Pour remplir ces multiples obligations, le Conseil s’appuie sur le collège de ses 9 membres et sur des collaborateurs. Comment ne pas citer parmi les personnalités nommées successivement au Conseil les noms de Georges Pompidou, René Cassin, Georges Vedel, Robert Badinter ou Simone Veil ? C’est à la fois le champ de compétences du Conseil, la qualité de ses membres et le contenu de ses décisions qui ont fait du Conseil constitutionnel l’institution majeure qu’il est devenu. Pour autant, les moyens dont il dispose, tous services confondus, sont modestes : 85 « équivalents temps plein » avec un budget annuel moyen de 14 millions d’euros, y compris les dotations spéciales pour le contrôle des élections ou des RIP. Moyens significativement inférieurs à beaucoup de ses homologues étrangers.

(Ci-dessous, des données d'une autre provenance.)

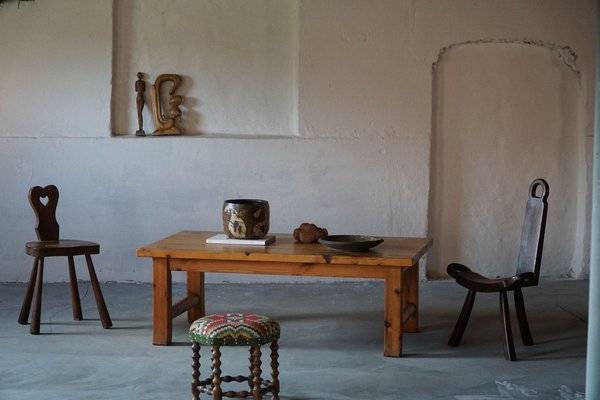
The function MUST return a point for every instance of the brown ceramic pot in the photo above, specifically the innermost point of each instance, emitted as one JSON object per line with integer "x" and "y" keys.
{"x": 246, "y": 218}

Le rôle du Conseil se lit surtout évidemment à travers sa jurisprudence et les « grandes » décisions qu’il a prises. Ce corpus a été construit, au moment où je m’exprime, par 4440 décisions dans le champ du contentieux électoral, 1865 au titre du contrôle de constitutionnalité des lois et 575 dans ses autres champs de compétence. Ce corpus est un bien commun puisqu’il est ce qui rend pleinement vivant le patrimoine constitutionnel français. Pendant le mandat de son premier Président, au début des années 60, le Conseil a jugé au total moins de 30 affaires. Pendant mon mandat, il en aura jugé près de 700. Y compris dans un contexte de crise comme la Covid 19, le Conseil a rendu ces dernières années des décisions nombreuses et importantes, respectant toujours les délais courts qui lui sont impartis (3 mois, 1 mois, 8 jours selon les cas). Contrôlant les lois dont il est saisi a priori ou a posteriori, le Conseil a ainsi veillé et il veille au respect de grands principes : égalité, laïcité, liberté d’expression, liberté de conscience, liberté d’entreprise, droit de grève, droit de propriété, respect de la vie privée, inviolabilité du domicile, droit de mener une vie familiale normale, présomption d’innocence, droits de la défense, spécificité de la justice pénale des mineurs, libre administration des collectivités territoriales – ainsi que plusieurs autres principes constitutionnels. Je souligne enfin deux aspects déterminants : d’une part, lorsqu’il exerce un contrôle de constitutionnalité, le Conseil juge des lois non des personnes ; d’autre part, en vertu de l’article 62 de la Constitution les décisions du Conseil constitutionnel ne sont susceptibles d’aucun recours et s’imposent aux pouvoirs publics et à toutes les autorités administratives et juridictionnelles.
2 - Mesdames, Messieurs,
Dès les premières semaines j’ai souhaité consulter plusieurs personnalités du monde juridique – anciens membres du Conseil, magistrats, avocats, professeurs de droit - afin d’acquérir une vue aussi pertinente que possible de ce qui pouvait encore être amélioré. J’en ai tiré la conclusion que le Conseil, pendant la durée de mon mandat, devrait s’efforcer de progresser dans trois directions principales : la consolidation du droit, la modernisation de ses méthodes et son ouverture tant nationale qu’internationale. C’est cette trilogie « consolider-moderniser-ouvrir » qui nous a guidés, avec mes collègues, pendant ces bientôt 9 années et ce triple examen auquel je voudrais maintenant procéder.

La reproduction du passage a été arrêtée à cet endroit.